By convention, compiled programs start executing their main() function. For example, in this Rust program:

fn print_world() {
    println!(" world");
}

fn main() {
    print!("hello");
    print_world();
}

the first thing that happens is "hello" is printed because it is the first thing that happens in main(). It doesn't matter that print_world() is defined first.

Perhaps you know that main() is not actually the first thing that executes when your program runs. The first thing that happens is a _start() function is executed which calls main(). _start() is defined by the C runtime which is injected into your program by the linker. See Matt Godbolt's 2018 CppCon talk "The Bits Between the Bits: How We Get to main()".

You can demonstrate this by writing a small assembly program. To keep things small, our program will simply exit with a distinctive code (I like 123) so that we can recognize that something happened.

_start:
  movl $60,  %eax
  movq  $123,  %rdi
  syscall

.global _start

Run this with:

clang -o main main.s -nostdlib -nodefaultlibs && ./main
# exit 123

What is so special about _start? Is it compulsory to use a symbol called _start, or could we use a symbol called begin?

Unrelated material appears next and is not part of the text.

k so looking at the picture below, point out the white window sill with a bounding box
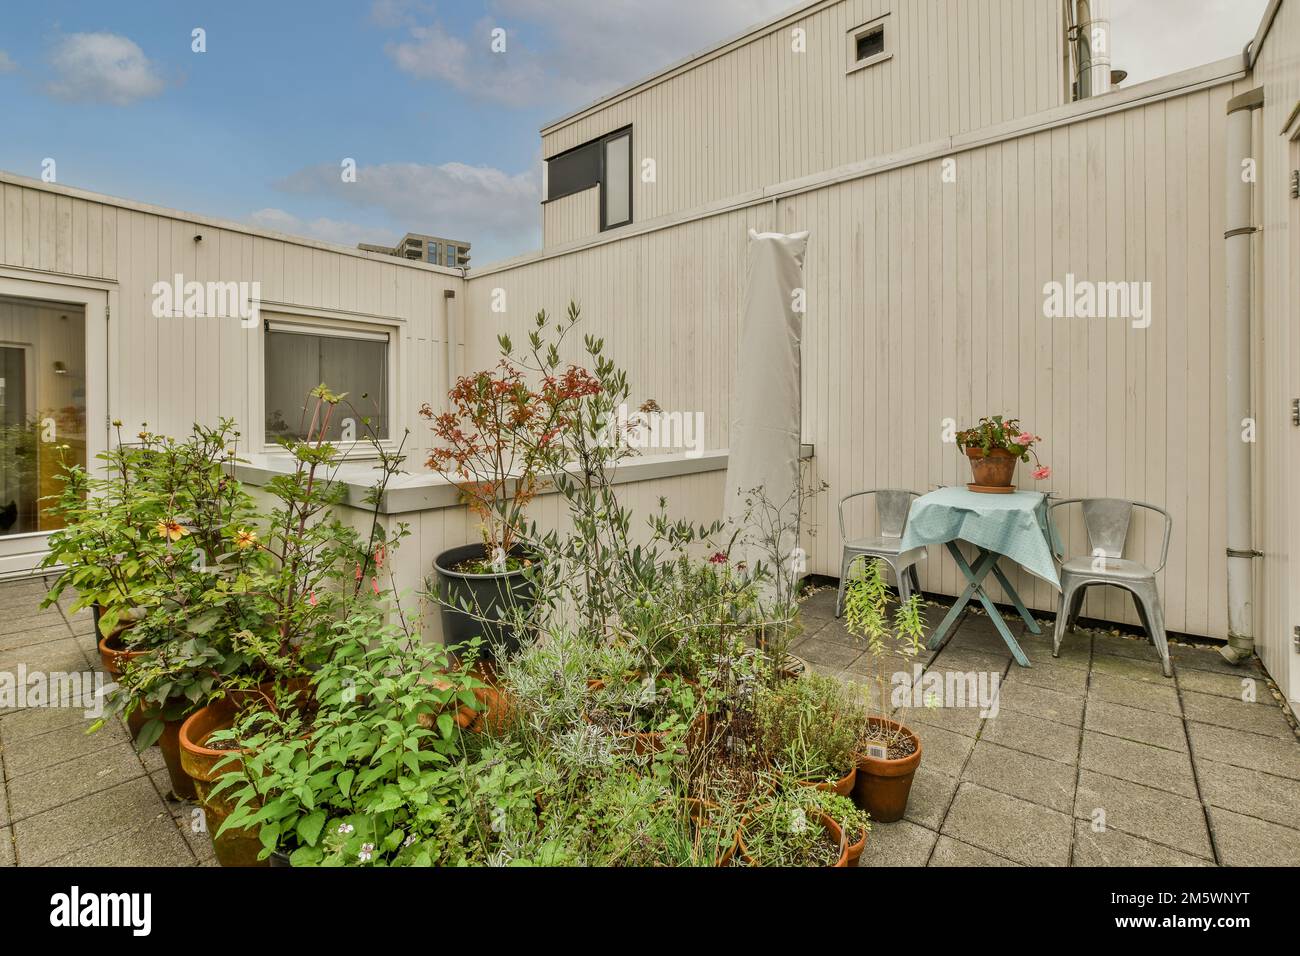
[846,52,892,76]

In short: you can use any symbol as the entry point to a program, you just have to write a linker script to do so.

A linker script is an argument to the linker that specifies exactly how the final executable should be laid out. Writing your own linker script gives you full control over the order of sections in the executable. This is important when you are writing something like an operating system where your binary must have a defined shape to be used by the bootloader.

ld has a default linker script that it uses when no linker script is provided. It can be inspected by doing:

$ ld --verbose
GNU ld (GNU Binutils) 2.46.0
  Supported emulations:
   elf_x86_64
   elf_i386
   elf32_x86_64
   elf_iamcu
   i386pep
   i386pe
   elf64bpf
using internal linker script:
==================================================
/* Script for -z combreloc -z separate-code */
/* Copyright (C) 2014-2026 Free Software Foundation, Inc.
   Copying and distribution of this script, with or without modification,
   are permitted in any medium without royalty provided the copyright
   notice and this notice are preserved.  */
OUTPUT_FORMAT("elf64-x86-64", "elf64-x86-64", "elf64-x86-64")
OUTPUT_ARCH(i386:x86-64)
ENTRY(_start)
SEARCH_DIR("/usr/x86_64-pc-linux-gnu/lib64"); SEARCH_DIR("/usr/lib"); SEARCH_DIR("/usr/local/lib"); SEARCH_DIR("/usr/x86_64-pc-linux-gnu/lib");
...

Note the line ENTRY(_start). This tells the linker to use the address of the _start symbol as the entrypoint. The linker puts this address in the header of the executable and the operating system (or whatever is running this program) will jump to that address after loading the executable into memory. We can modify this script and replace ENTRY(_start) with ENTRY(begin) to accomplish our goal.

ENTRY(begin)
SECTIONS
{
  . = SEGMENT_START("text-segment", 0x400000) + SIZEOF_HEADERS;
  .text : { *( .text ) }
  . = DATA_SEGMENT_ALIGN (CONSTANT (MAXPAGESIZE), CONSTANT (COMMONPAGESIZE));
}

I took the default linker script and removed everything that didn't cause a warning if it was missing. I don't fully understand the SEGMENT_START and DATA_SEGMENT_ALIGN lines, I'll look into those someday. The line

.text : { *( .text ) }

simply copies the .text section (where the program's instructions are) to the output .text section.

Now, we can write this assembly language program:

begin:
  movl $60,  %eax
  movq  $123,  %rdi
  syscall

.global begin

Run with:

clang -o main main.s -nostdlib -nodefaultlibs -Wl,-T,link.ld && ./main
# exit 123